Yes which is why we may need different implementations which we can use in the MLE/MAP context.

torfjelde commented 3 years ago

Also, running the risk of stating the obvious here, there are several implementations which simply won't work with non-integer values, e.g. Categorical is the most obvious one. In these cases, surely you need to do something fancy which essentially comes down to defining a new distribution, to be able to work with a continous relaxation anyways?

Sounds cool though:)

mohamed82008 commented 3 years ago

Ya with categorical distributions, a one-hot encoding would make more sense because order is misleading. With a one-hot encoding, a continuous relaxation is also possible because it's just a weighted sum of the logpdfs.

devmotion commented 3 years ago

If one views discrete distributions with finite support as mixture of Dirac distributions with "one-hot weights", and then their relaxation as mixture of Dirac distributions with arbitrary weights in the probability simplex, wouldn't it be more naturally to use the logarithm of the weighted sum of the pdfs instead of the weighted sum of the logpdfs in the relaxation?

mohamed82008 commented 3 years ago

It doesn't matter as long as it's correct for the exactly one-hot case (not continuous). Using the weighted arithmetic mean of the logpdf means we are using the weighted geometric mean of the pdfs. So it makes sense either way.

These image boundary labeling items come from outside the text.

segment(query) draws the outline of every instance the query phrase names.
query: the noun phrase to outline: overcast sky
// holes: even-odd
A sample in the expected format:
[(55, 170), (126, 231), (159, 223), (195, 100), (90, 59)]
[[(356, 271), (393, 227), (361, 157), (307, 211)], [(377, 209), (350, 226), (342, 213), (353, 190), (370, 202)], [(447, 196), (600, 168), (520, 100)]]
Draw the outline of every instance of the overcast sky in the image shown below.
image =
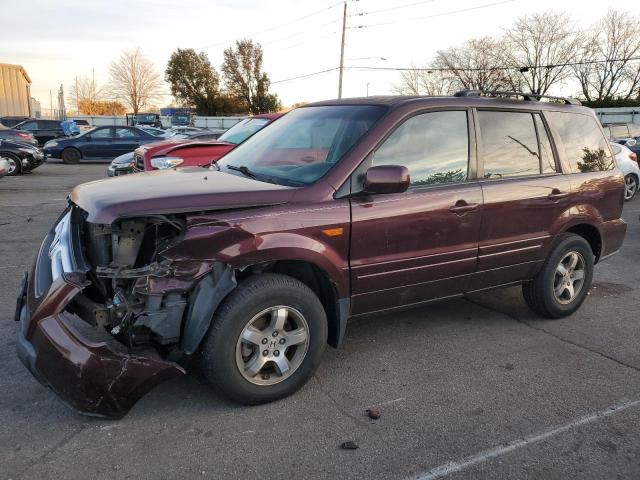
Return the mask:
[[(498, 35), (526, 13), (561, 10), (578, 25), (588, 25), (608, 8), (640, 10), (628, 0), (499, 1), (349, 1), (347, 26), (352, 28), (347, 29), (345, 65), (424, 65), (436, 50)], [(219, 70), (226, 47), (252, 38), (262, 43), (265, 70), (278, 82), (338, 66), (342, 8), (336, 0), (4, 0), (0, 62), (25, 67), (43, 108), (49, 107), (50, 89), (55, 92), (62, 83), (68, 91), (76, 76), (90, 76), (92, 69), (100, 84), (107, 82), (111, 61), (121, 50), (138, 46), (164, 75), (178, 47), (205, 51)], [(370, 26), (353, 28), (361, 25)], [(371, 95), (392, 93), (398, 77), (395, 72), (347, 70), (343, 96), (364, 96), (367, 83)], [(284, 105), (335, 98), (338, 74), (274, 83), (272, 89)], [(554, 93), (572, 94), (575, 86)], [(168, 95), (165, 99), (159, 103), (171, 101)]]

devmotion commented 3 years ago

Sure, I know, my question was mainly what would be the most natural/intuitive relaxation? And from a probabilistic point of view it seemed more natural due to the interpretation as a mixture model.

mohamed82008 commented 3 years ago

The relaxation that's easier to optimise is the weighted sum of logpdfs because it's linear in the decision variables assuming the logpdfs are constants. Linear is better than nonlinear from an optimisation point of view.

devmotion commented 3 years ago

Haha yeah maybe I should have added that I did not care about practical issues and was only interested in mathematical "beauty" and intuition 😄

yebai commented 2 years ago

It looks like we don't need to fix anything from Turing's side. Once Nonconvex.jl supports mixed-integer optimisation, it should work fine.

mohamed82008 commented 2 years ago

It's already possible to do mixed integer optimisation in Nonconvex now. I should make a tutorial on mixed integer MLE and MAP in Turing.

yebai commented 2 years ago

It's already possible to do mixed integer optimisation in Nonconvex now. I should make a tutorial on mixed integer MLE and MAP in Turing.

It sounds like a nice tutorial to read!